If you want two sequences disappearing and then both binding, having a stem in between seems to be better than having just a loop in between. At least the mir-in, reporter-in lab with the short reporter sequence, more exclusively prefers having a stem between the inputs.
If you want two longer sequences to go from not being there, to both be binding up, a loop in between the sequences may be more effective than a static stem.
At least the cooperative results seems to suggest that a static stem seems less effective than having just a loop in between the two MS2’s. And these MS2 sequences are longer.
Plus the top scorers in the mir-in, reporter-in lab with the long reporter, where the sequences are of more equal length (similar length to MS2) seems to be more in doubt on whether to go for static stem or loop in between the sequences.
Perspective on order of sequences shared
I can’t make the weaker TB A sequence that should be the staying sequence, to go last in order - whilst sharing lanes. Only opposite. While I can balance the design by adding a static stem and it will probably end up having a winning sibling after this round, judging from the many lower scoring designs there were in my series, I also believe it may be hard to achieve a lot of winners this way.
So I think the way to get real high fold change and a better shot at getting winners, will be go with the strategy with the leaving sequence before the staying sequence, with a MS2 in between and have these spaced well out. Which is exactly what JR did in his R2 winners. I think it is the superior strategy provided that a sequence share after preferred order, is not possible.
Or put another way:
If sequence abbreviating can’t be used - like sequences sharing lanes, MS2 overlapping with one sequence (R2) or both (R3) then the RNA designs with two inputs tends to use most or the full RNA design.
The overlapping strategy where switch elements share lanes seems to be mainly of use if only one variant of the puzzle needs to be solved. I think for logic gate labs where many puzzles needs to be solved with the same sequences, it is going to be real hard having perfect matches for sequence overlap which ever way, the oligos are going to be placed in relation to each other.
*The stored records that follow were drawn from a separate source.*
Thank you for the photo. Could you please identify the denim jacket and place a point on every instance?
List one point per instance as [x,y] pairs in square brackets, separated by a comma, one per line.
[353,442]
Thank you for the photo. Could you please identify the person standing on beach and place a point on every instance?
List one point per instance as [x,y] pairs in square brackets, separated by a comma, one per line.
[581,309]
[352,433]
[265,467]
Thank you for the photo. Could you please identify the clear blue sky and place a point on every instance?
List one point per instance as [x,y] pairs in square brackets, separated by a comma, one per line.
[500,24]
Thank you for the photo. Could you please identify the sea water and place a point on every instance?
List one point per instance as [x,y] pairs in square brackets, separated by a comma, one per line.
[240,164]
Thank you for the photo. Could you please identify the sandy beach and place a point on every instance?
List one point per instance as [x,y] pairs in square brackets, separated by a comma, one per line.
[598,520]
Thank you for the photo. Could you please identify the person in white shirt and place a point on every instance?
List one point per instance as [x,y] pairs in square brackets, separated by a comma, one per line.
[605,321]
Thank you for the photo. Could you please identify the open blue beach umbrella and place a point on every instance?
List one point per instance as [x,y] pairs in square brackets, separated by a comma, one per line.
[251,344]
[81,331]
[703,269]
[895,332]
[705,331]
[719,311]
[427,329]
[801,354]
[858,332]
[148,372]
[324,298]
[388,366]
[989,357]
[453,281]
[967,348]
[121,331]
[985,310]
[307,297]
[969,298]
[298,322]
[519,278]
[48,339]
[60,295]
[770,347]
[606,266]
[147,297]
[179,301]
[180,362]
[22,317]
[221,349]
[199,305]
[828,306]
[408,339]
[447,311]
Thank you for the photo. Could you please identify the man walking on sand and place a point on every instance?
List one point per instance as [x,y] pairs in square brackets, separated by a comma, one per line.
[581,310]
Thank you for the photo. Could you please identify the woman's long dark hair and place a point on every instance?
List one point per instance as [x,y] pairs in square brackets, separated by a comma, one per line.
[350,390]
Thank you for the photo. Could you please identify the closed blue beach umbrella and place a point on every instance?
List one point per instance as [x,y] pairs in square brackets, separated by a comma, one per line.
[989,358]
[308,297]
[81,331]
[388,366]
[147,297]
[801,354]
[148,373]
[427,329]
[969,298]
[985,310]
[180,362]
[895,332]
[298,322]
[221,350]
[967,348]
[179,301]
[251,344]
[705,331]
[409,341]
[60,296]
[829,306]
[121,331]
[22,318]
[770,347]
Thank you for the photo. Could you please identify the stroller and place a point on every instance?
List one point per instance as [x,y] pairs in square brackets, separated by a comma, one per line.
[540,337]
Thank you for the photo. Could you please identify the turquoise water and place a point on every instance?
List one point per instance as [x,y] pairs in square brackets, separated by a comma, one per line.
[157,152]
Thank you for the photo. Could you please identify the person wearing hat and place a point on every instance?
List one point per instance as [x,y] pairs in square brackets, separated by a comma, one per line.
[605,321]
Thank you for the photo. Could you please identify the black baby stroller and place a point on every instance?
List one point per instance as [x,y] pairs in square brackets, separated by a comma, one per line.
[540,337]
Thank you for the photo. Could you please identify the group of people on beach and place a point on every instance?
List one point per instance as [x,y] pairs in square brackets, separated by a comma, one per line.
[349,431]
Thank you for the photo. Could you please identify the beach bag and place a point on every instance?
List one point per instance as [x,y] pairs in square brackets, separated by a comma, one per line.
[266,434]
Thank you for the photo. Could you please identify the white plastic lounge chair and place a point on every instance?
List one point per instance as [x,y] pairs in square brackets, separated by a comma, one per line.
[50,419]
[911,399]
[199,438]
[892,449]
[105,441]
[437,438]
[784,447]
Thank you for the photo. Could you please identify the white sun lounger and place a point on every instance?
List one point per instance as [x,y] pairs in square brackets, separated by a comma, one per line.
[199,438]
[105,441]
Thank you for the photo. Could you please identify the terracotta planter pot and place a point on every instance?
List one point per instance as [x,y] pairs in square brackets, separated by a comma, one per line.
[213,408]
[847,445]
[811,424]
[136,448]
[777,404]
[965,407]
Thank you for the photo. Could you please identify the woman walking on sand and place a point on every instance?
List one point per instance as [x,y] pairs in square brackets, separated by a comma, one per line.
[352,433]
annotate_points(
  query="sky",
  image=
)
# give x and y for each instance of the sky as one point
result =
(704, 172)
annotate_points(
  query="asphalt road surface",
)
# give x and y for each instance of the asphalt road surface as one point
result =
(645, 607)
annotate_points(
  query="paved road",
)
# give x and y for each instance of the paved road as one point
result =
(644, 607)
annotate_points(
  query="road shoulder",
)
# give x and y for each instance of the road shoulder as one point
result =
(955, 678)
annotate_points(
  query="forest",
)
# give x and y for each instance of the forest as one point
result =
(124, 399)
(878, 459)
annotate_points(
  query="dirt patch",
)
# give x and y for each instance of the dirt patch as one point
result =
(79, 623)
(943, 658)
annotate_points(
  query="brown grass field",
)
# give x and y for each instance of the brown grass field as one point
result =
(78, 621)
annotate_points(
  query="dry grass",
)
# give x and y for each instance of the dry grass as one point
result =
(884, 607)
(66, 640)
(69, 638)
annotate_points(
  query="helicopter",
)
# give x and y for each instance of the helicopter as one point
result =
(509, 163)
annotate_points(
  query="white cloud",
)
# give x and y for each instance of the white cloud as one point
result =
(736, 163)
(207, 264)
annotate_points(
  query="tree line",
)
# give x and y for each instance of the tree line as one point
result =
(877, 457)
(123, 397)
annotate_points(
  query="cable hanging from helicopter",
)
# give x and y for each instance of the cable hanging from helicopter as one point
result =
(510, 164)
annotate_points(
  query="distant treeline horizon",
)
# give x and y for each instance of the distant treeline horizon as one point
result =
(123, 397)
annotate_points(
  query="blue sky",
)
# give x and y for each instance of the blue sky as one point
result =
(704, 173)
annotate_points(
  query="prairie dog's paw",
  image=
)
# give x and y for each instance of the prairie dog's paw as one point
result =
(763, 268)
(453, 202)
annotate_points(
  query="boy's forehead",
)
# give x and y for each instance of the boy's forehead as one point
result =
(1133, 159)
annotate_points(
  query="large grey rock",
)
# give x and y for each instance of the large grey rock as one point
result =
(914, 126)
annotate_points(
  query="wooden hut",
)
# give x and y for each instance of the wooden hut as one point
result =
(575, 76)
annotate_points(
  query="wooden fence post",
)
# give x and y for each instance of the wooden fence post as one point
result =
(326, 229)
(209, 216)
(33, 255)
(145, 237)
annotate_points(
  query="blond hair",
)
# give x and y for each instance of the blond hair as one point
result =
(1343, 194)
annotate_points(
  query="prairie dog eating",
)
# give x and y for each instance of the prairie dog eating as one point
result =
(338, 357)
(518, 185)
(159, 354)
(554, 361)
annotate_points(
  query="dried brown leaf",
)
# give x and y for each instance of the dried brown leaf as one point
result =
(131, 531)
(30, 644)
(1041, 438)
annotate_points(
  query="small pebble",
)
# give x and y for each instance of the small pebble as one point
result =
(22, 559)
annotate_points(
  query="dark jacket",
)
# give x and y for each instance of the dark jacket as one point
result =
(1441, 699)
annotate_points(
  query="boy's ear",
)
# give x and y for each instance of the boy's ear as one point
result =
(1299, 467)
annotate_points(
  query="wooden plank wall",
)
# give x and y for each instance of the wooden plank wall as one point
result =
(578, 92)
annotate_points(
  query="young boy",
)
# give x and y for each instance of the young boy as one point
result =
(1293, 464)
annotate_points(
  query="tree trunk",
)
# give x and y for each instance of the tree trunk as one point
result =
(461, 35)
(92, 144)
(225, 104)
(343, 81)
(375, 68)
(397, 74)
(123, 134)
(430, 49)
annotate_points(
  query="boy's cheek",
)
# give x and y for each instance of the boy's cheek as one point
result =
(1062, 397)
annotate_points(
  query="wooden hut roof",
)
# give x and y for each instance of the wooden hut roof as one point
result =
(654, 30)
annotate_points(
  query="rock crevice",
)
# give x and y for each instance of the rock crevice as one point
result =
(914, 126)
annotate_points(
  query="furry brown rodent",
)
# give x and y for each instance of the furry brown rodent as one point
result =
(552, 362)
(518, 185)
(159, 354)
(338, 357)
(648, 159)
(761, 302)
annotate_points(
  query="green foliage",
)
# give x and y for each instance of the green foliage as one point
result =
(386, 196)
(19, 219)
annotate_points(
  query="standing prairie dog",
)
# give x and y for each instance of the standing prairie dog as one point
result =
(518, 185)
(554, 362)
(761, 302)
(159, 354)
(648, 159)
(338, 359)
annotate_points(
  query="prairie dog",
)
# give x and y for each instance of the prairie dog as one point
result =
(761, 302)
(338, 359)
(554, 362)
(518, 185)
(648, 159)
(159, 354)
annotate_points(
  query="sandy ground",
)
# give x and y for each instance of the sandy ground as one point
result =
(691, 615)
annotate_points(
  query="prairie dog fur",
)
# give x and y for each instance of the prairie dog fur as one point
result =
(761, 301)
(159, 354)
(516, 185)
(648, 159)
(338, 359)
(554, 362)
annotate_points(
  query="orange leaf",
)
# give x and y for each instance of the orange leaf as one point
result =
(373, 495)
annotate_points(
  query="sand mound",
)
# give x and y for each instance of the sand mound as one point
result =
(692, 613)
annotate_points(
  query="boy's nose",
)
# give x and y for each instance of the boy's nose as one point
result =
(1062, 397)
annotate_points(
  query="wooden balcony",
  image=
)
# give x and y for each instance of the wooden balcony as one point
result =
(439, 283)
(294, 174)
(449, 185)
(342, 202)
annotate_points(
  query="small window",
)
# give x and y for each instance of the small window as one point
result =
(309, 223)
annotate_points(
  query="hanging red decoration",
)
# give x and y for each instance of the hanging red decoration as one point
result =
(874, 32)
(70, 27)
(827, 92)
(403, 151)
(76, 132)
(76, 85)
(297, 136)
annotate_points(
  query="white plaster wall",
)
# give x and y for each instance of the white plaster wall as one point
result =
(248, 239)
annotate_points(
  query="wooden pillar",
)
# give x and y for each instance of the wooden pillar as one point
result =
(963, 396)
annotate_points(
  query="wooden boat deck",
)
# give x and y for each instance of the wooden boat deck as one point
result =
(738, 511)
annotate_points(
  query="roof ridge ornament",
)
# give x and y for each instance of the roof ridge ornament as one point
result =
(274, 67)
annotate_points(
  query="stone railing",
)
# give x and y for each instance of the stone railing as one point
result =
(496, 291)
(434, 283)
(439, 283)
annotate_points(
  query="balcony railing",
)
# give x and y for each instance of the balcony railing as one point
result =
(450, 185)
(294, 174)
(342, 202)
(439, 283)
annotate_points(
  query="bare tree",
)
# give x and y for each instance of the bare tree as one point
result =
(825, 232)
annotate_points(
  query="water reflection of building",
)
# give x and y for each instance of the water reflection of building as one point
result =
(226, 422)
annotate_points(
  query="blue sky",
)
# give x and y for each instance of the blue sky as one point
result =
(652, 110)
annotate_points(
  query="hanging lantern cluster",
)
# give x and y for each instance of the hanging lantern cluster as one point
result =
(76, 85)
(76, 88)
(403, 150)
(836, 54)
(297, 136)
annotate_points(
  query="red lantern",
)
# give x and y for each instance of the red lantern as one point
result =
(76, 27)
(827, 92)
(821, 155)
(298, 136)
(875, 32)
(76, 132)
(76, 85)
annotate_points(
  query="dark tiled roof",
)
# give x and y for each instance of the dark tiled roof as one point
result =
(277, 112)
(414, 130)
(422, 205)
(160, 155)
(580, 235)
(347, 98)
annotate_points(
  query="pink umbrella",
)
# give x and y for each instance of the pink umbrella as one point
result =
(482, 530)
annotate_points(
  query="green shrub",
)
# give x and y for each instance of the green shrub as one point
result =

Extra added note: Actually I did make the B go before A and 86% was the highest achieved score. I may have placed the design complex at the less optimal end, the design complex seems if not taking the whole space of the RNA, seems to have favorite ends.
So I have moved this design to the opposite end of the RNA in this round to see if I can get a better score. One thing that may speak against it is that the MS2 will get dangerously near to the end of the design, something it has regularly shown to dislike. On the other hand, two input labs seem to be a bit more tolerant to this.